Une fois seul, je plaquai mes mains contre le flanc du canapé et poussai de toutes mes forces. Le chienchien tigré était revenu à sa place et me toisait du regard, sans broncher. On pouvait lire le jugement dans ses yeux globuleux.

« Bouge pas surtout, gros lard. »

Le meuble pesait un kilopod. Je regrettai mon manque d’assiduité à la salle de muscu. Lorsqu’enfin l’espace devant la porte était suffisamment dégagé, je ramassai la clef et l’introduisis dans la serrure. J’avais beau tourner dans un sens ou dans l’autre, la porte refusait de s’ouvrir

« Rhaaa, satané truc ! Tu vas t’laisser faire, oui ??! »

Après plusieurs minutes de tentatives vaines, le grincement de la porte qui donnait sur le jardin annonçait le retour de la vieille.

« Pfiou, quelle chaleur dehors ! Je vous ai pris aussi des feuilles de kaliptus, c’est bourré de vertus et vous verrez, c’est déli...

Au moment où l’Ouginak apparut dans la pièce, un cliquètement triomphant résonna dans la serrure.

« Qu’est-ce que vous... ? »

Sans que j’aie eu besoin d’actionner la poignée, la porte s’ouvrit d’elle-même sous le poids de ce qui se trouvait derrière.
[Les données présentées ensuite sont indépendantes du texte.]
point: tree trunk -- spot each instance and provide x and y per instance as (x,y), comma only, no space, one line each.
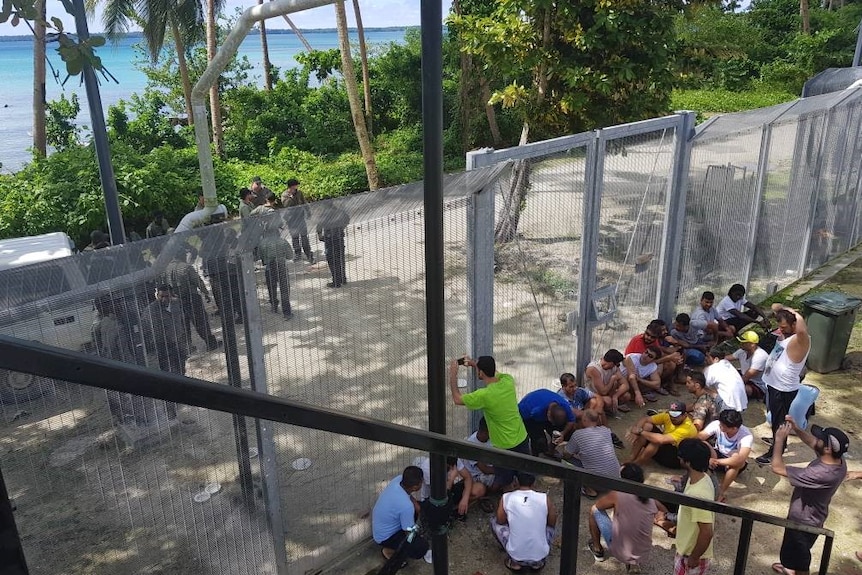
(215,98)
(366,77)
(353,96)
(264,48)
(40,140)
(184,69)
Une avalanche de croquettes se déversa sur moi dans un interminable raffut. Les petites billes venaient se loger partout :  sous ma chemise, dans mes poils, dans mes poches et me cognaient le visage avec la même violence qu’une pluie de grêlons. 

Recouvert de la tête aux pieds sous cette montagne de nourriture, je fis des mouvements de brasse pour parvenir à me dégager le museau et ainsi reprendre ma respiration. Devant moi, Bethy semblait déconfite. Je recrachai une croquette qui m’était tombée directement dans la bouche.

Autour de moi, les chienchiens s’agglutinaient pour se délecter du festin improvisé. L’un d’eux tenait dans sa gueule un morceau du paquet qu’il venait d’éventrer et sur lequel apparaissait le logo bleu que j’avais aperçu plus tôt. L’inscription en partie tronquée attira mon attention. Je le lui arrachai d’un coup sec.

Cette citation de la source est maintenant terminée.